Two weeks and 4 days ago as I piled on yet another pound to a shocking 180lbs. That’s nearly 13st. I have NEVER been this heavy. I was depressed. I was obsessed with how I looked. I did not like it. So I decided enough was enough. I needed to relearn how much food I actually needed and get used to filling my time with things that didn’t involve eating.
Straight away I knocked out breakfast and lunch. Instead – 2 pieces of fruit and as much tea, water and squash as I needed. Within two days I was barely thinking about food. I realised I didn’t need it. I felt fine. Evening dinner is the same as before. And I look forward to it.
I feel less lethargic, trimmer, all that bloating feeling has gone. I’ve realised that if I am bored, eating does not improve that or increase the quality of my day. It makes me feel guilty and that is the vicious circle I was finding myself in.
I haven’t yet upped my activity levels. I am hoping the enthusiasm will return now that the weight has started to come off.

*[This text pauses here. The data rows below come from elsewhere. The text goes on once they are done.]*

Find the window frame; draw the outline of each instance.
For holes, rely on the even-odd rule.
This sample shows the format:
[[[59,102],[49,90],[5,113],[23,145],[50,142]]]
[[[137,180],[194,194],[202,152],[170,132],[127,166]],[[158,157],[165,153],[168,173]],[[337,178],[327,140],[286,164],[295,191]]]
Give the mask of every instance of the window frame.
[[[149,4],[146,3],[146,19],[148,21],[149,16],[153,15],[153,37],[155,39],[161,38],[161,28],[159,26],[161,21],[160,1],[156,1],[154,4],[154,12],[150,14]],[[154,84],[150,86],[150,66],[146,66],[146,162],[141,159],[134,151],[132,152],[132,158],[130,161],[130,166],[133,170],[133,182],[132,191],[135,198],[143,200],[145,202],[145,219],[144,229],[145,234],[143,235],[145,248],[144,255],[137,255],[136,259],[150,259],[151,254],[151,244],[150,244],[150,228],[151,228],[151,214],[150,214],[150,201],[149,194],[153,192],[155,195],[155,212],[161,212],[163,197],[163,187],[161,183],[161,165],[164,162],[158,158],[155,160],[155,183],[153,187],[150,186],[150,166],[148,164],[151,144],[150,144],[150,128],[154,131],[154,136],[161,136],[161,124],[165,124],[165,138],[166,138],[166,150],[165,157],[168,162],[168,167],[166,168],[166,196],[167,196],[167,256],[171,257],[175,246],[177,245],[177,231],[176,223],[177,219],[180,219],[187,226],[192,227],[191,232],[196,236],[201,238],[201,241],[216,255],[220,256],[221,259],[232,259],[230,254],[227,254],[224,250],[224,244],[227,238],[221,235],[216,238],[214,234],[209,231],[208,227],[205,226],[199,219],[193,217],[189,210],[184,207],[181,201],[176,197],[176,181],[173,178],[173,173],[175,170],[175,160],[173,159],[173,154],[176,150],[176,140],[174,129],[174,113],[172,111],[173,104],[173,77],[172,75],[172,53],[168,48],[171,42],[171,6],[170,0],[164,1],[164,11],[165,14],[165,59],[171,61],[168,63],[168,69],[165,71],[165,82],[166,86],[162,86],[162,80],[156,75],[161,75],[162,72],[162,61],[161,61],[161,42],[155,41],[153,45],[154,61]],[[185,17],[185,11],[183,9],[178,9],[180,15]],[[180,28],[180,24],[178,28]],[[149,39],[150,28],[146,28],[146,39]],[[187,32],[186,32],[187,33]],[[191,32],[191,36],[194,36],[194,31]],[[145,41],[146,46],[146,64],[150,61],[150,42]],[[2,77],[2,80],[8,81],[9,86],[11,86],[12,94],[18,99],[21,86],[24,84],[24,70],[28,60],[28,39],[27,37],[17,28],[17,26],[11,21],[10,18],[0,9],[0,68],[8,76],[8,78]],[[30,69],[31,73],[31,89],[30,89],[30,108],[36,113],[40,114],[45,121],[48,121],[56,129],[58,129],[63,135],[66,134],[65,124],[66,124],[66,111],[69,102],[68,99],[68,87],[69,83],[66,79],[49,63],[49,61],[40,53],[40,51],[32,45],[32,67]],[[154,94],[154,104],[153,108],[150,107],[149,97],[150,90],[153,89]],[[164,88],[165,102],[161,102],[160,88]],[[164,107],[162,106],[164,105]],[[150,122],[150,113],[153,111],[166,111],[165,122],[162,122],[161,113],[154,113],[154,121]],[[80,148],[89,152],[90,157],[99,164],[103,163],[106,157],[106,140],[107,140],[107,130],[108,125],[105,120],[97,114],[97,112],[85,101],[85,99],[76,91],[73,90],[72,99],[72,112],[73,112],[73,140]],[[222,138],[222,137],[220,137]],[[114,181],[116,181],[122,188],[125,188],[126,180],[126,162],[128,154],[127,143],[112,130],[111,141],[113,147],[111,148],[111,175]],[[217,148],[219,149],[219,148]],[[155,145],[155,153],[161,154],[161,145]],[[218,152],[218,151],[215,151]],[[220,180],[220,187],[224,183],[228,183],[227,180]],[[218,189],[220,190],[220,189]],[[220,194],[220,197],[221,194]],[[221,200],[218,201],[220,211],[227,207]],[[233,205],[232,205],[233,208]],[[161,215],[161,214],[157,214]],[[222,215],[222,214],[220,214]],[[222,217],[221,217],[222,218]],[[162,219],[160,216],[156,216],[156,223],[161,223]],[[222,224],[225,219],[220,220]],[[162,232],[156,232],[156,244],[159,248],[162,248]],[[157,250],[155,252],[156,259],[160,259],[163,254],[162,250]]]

If anything it will accelerate my weight loss which has to be a motive on its own.
So the question is how much have I lost? So today I was 175.25lbs so that’s a loss of just over 5lbs. That means I’m on my way to losing half a stone in 3 weeks. I haven’t made any drastic changes. And the changes I have made are not a diet, they are a lifestyle change. Unless I up my physical activity, I do not need to consumer more than I do. It’s about mental and physical control and rationalising as to why you think you need something.
If weight gain was not an issue I would eat all day every day. I love food. I love the taste and the texture. I love exploring taste and food. It’s fun, it’s nice. But it’s not an option if I value my health. And realistically food is not upping my quality of life.